Salió de la casa con un paquete bajo el brazo. Cantando bajito se fue a casa de una amiga. Las estrechas callejuelas del pueblo desbordaban de gente. Todos en la calle, comiendo rosquillas que enhebradas como collares derramaban almíbar. Se vendían en los kioscos armados desde temprano, alrededor de la iglesia.
Las
corridas que se hacían en estos festejos no llamaban mucho la atención. Los
toreros solían ser principiantes, los animales no muy grandes, los
estremecimientos que producían resultaban pocos. Sin embargo, esta vez corrían
comentarios sobre un torero excepcional que intervendría en la fiesta. Se
hablaba de varios matadores conocidos en el ambiente, se decía que uno de ellos
era amigo del cura y que se había ofrecido a intervenir en los festejos. Todo
era suposiciones, todos hablaban, todos inventaban, pero ninguno sabía la
verdad.
Como
si todo concurriese para apoyar la
incertidumbre, la imprenta del pueblo se había estropeado y no habían
programas.
“No importa - pensó el señor cura cuando
entró en la plaza – que sea lo que Dios quiera, que por lo visto me quiere
bien... ¡Nunca he visto esto tan lleno de gente! La recaudación me va a
permitir hacer buenos arreglos en la iglesia. Hay que creer o reventar, no me
dan ni un céntimo cuando lo pido desde el púlpito y aquí dan hasta lo que no
tienen...”
A las
cinco en punto de la tarde hizo su entrada el señor Alcalde. Se instaló en el
palco. No acababa de tomar asiento junto al señor cura cuando Javier se le
acercó y le dijo algo al oído. Una gran sonrisa apareció en el rostro del
alcalde que hizo un gesto de afirmación con la cabeza.
Las
primeras corridas fueron tan pobres como las que veían cada año: los toreros
poco hábiles, los becerros para principiantes, de emoción: ¡nada!
Pero
todo llega.¡Por fin llegó!
El alcalde se paró. Con gesto casi
teatral colocó el pañuelo blanco sobre la baranda. Sonaron clarines y timbales.
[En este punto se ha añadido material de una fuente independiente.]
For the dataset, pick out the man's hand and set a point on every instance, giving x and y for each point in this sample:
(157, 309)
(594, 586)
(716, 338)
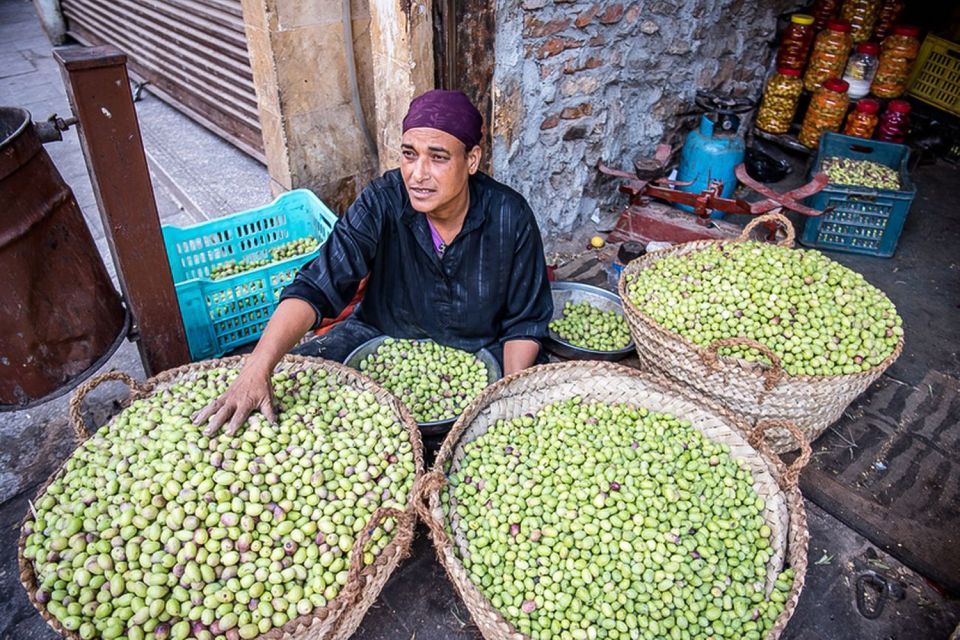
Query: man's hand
(250, 391)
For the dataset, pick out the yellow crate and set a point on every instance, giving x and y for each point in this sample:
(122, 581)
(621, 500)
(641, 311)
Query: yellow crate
(935, 78)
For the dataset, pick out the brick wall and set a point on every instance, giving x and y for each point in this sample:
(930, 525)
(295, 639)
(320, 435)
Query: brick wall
(579, 81)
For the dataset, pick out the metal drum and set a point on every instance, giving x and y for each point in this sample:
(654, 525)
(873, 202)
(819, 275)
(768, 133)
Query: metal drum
(60, 316)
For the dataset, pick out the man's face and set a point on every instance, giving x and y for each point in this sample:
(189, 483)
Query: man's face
(435, 169)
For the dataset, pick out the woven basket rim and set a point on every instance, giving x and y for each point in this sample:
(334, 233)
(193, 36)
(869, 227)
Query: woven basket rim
(398, 546)
(797, 528)
(748, 366)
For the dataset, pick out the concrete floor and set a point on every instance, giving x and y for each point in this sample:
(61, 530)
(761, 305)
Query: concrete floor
(419, 601)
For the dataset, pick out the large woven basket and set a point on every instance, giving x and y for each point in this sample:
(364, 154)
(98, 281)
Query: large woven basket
(530, 390)
(342, 615)
(751, 390)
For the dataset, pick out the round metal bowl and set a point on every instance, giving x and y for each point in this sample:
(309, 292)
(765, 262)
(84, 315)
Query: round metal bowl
(437, 427)
(564, 292)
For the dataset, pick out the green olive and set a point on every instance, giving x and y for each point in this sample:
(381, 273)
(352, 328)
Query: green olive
(435, 382)
(154, 530)
(818, 316)
(594, 520)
El público, renovadas las esperanzas de un buen espectáculo, aplaudía y
gritaba. Comenzó el paseíllo. Se abrió la puerta grande, los alguacilillos se
dirigieron hasta el palco principal y destocándose solicitaron permiso para
iniciar el espectáculo. El público rugió de alegría. Comenzó el desfile:
banderilleros, picadores, monosabios, areneros y un tiro de mulitas cerrándolo.
Como si estuvieran presenciando la corrida en “Las Ventas”, en Madrid.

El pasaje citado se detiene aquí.